In this sum method, the logic is very clear. It first retrieves the value of the base variable and then iterates over all Cells, adding up the value of each Cell to obtain the final sum. Because no locking is performed during the calculation, the sum obtained may not be completely accurate, as the Cell values may change during the calculation.

Now that we understand why AtomicLong (or AtomicInteger) performs poorly in highly concurrent scenarios and why LongAdder performs better, let’s analyze how to choose between them.

How to Choose #

In low contention scenarios, AtomicLong and LongAdder have similar characteristics and throughput because there is less competition. However, in highly concurrent scenarios, LongAdder is much faster. Through experiments, it has been found that LongAdder has a throughput approximately ten times greater than AtomicLong. However, efficiency comes at a cost, and LongAdder consumes more memory.

Can AtomicLong Be Replaced by LongAdder? #

Now we need to consider whether AtomicLong can be completely replaced with the more efficient LongAdder. The answer is not always. It depends on the specific use case.

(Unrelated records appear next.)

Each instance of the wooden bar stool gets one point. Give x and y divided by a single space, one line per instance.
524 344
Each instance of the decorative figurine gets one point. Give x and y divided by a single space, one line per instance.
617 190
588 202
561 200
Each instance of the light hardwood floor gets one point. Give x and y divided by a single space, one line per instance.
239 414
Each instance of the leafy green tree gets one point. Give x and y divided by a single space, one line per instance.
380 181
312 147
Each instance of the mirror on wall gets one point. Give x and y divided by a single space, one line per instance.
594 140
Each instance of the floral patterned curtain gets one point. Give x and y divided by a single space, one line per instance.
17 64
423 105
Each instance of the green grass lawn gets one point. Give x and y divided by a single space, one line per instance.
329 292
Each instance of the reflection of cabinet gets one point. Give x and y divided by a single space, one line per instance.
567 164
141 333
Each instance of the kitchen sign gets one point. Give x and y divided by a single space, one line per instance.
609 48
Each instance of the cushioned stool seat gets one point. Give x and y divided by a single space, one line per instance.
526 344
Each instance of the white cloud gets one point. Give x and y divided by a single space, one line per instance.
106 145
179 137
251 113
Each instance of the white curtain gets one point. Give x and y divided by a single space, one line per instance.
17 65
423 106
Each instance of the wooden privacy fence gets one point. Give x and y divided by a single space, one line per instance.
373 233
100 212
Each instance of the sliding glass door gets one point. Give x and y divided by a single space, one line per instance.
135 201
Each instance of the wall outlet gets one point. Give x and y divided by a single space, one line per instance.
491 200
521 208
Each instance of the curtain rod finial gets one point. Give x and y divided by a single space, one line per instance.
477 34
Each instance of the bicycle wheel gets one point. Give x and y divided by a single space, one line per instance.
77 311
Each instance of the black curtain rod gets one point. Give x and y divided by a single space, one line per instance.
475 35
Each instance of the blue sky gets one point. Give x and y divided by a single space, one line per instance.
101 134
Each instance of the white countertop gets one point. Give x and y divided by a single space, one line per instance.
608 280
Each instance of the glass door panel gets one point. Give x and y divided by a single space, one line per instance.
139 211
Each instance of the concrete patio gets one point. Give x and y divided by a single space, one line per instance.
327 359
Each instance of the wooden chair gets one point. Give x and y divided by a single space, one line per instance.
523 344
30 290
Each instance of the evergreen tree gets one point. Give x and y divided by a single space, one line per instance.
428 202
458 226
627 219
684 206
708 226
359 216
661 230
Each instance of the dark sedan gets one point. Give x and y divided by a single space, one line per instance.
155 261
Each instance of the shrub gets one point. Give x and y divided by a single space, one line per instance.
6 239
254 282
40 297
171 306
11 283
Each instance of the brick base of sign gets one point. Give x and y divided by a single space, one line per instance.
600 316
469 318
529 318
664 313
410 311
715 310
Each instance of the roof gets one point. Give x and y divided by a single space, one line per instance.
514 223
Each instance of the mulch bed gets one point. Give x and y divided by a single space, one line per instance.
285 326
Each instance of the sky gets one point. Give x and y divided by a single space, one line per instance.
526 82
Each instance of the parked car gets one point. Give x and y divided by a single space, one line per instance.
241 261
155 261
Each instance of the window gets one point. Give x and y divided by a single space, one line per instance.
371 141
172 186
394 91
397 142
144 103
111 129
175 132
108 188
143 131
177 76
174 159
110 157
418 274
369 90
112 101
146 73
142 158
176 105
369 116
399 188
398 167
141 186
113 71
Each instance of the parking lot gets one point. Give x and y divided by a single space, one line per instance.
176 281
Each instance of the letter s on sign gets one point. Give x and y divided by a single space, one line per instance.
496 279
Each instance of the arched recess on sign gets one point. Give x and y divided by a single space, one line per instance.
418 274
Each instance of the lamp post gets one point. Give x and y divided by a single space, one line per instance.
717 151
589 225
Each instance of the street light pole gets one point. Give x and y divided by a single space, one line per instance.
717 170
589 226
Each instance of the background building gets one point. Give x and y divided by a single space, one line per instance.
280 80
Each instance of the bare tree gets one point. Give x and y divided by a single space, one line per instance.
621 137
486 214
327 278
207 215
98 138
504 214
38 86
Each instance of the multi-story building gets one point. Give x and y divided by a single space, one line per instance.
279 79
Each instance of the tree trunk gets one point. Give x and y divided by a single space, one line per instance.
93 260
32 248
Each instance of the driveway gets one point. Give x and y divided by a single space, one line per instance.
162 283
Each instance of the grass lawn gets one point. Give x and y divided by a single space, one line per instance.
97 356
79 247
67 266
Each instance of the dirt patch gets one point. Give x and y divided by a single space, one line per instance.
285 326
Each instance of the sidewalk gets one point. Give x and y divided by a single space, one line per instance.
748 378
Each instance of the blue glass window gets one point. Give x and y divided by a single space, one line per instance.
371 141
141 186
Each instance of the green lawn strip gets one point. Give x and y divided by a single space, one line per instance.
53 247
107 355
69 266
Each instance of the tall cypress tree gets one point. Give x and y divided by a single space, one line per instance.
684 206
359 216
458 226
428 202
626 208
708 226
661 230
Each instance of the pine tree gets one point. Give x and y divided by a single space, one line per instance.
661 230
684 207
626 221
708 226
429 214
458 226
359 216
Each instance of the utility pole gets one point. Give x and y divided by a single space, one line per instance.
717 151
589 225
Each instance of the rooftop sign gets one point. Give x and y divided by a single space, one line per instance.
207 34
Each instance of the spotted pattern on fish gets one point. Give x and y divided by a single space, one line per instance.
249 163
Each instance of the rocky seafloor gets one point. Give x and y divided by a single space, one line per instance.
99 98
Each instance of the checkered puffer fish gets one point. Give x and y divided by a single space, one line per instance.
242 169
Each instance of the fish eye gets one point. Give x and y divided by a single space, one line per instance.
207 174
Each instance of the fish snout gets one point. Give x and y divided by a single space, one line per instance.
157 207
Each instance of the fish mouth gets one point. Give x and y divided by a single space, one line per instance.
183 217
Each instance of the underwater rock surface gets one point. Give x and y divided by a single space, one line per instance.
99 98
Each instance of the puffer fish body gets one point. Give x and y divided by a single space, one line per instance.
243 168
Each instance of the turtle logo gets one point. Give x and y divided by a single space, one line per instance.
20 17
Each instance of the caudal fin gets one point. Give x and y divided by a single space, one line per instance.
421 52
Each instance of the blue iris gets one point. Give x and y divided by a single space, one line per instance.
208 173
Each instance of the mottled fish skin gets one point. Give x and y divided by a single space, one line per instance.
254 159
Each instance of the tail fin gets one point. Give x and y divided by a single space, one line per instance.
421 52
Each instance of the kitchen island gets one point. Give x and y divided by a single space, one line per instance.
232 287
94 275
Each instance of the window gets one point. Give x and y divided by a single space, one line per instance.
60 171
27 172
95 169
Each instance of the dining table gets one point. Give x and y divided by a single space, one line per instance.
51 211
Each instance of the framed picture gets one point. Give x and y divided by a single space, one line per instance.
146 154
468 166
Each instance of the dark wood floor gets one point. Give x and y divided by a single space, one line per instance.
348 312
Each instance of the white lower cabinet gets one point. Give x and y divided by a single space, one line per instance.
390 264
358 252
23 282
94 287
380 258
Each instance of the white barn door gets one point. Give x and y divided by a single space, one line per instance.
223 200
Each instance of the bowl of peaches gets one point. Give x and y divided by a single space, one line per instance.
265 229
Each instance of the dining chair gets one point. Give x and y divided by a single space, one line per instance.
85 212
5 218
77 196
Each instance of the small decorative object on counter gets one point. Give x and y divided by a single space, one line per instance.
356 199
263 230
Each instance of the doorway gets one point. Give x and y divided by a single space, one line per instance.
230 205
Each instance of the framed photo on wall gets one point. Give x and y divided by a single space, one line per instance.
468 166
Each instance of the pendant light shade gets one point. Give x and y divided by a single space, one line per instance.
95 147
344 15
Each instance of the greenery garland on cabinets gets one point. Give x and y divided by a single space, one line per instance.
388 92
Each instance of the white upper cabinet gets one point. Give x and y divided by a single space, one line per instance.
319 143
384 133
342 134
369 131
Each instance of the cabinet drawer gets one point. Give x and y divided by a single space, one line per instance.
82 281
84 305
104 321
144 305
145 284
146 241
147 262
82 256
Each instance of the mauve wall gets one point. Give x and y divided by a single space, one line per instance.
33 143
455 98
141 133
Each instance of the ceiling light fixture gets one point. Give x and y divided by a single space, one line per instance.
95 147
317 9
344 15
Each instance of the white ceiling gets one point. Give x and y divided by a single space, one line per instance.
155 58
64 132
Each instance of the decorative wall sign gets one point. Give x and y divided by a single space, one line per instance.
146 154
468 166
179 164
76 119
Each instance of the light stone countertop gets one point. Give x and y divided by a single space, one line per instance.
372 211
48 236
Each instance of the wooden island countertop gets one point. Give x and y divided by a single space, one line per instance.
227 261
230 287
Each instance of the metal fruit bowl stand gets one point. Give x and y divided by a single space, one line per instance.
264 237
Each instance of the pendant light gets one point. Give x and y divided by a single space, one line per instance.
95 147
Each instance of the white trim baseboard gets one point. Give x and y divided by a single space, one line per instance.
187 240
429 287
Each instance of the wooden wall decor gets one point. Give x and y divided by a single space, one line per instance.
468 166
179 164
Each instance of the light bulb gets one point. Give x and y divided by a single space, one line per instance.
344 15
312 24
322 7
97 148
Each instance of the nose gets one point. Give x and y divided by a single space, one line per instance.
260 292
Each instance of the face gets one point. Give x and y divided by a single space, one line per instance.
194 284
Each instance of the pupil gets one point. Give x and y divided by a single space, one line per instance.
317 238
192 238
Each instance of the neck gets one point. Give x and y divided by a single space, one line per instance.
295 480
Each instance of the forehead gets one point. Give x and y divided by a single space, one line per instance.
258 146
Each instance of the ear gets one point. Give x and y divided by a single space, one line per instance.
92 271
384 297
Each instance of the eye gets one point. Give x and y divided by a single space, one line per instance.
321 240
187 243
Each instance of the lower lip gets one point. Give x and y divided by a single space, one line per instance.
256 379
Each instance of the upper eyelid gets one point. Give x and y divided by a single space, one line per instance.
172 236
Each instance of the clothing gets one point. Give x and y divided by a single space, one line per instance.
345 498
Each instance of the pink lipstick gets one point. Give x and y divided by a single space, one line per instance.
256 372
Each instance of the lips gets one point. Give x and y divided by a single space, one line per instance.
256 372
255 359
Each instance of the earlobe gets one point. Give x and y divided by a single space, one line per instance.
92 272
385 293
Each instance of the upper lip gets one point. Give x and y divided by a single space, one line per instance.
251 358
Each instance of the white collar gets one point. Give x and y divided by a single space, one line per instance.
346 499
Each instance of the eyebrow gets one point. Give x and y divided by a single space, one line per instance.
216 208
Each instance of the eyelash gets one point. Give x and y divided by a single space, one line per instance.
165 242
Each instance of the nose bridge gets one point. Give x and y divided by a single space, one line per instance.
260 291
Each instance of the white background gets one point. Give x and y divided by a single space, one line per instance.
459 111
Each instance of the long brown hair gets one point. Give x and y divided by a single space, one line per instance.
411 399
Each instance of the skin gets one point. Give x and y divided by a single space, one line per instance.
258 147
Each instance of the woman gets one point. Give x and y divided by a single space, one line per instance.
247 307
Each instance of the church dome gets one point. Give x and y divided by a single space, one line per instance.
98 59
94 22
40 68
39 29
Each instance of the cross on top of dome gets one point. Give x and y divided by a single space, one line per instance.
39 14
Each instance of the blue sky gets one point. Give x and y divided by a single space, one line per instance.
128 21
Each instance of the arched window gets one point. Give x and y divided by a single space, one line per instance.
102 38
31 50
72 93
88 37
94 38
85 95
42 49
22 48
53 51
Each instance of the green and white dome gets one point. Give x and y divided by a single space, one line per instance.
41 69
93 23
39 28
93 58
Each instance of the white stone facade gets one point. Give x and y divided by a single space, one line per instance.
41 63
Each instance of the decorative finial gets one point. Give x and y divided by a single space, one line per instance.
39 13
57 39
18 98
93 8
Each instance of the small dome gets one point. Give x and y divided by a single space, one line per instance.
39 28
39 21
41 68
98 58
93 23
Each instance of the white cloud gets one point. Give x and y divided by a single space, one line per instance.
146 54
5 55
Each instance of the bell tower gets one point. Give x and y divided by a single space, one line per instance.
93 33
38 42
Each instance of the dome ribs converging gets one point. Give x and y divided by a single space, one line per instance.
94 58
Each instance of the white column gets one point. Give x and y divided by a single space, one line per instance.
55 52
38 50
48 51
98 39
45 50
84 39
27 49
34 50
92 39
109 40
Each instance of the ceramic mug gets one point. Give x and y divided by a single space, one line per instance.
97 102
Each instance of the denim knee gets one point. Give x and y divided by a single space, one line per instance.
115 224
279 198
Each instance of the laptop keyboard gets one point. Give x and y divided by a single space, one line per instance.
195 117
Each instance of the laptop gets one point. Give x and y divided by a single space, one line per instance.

LongAdder only provides simple methods like add and increment, which are suitable for scenarios where we need to compute sums or counts. It is suitable for relatively simple scenarios. On the other hand, AtomicLong has additional advanced methods like compareAndSet, which can handle more complex scenarios that require CAS operations besides addition and subtraction.

Conclusion: If our use case only involves addition and subtraction operations, it is recommended to use the more efficient LongAdder. However, if we need to use CAS operations like compareAndSet, we should use AtomicLong to fulfill those requirements.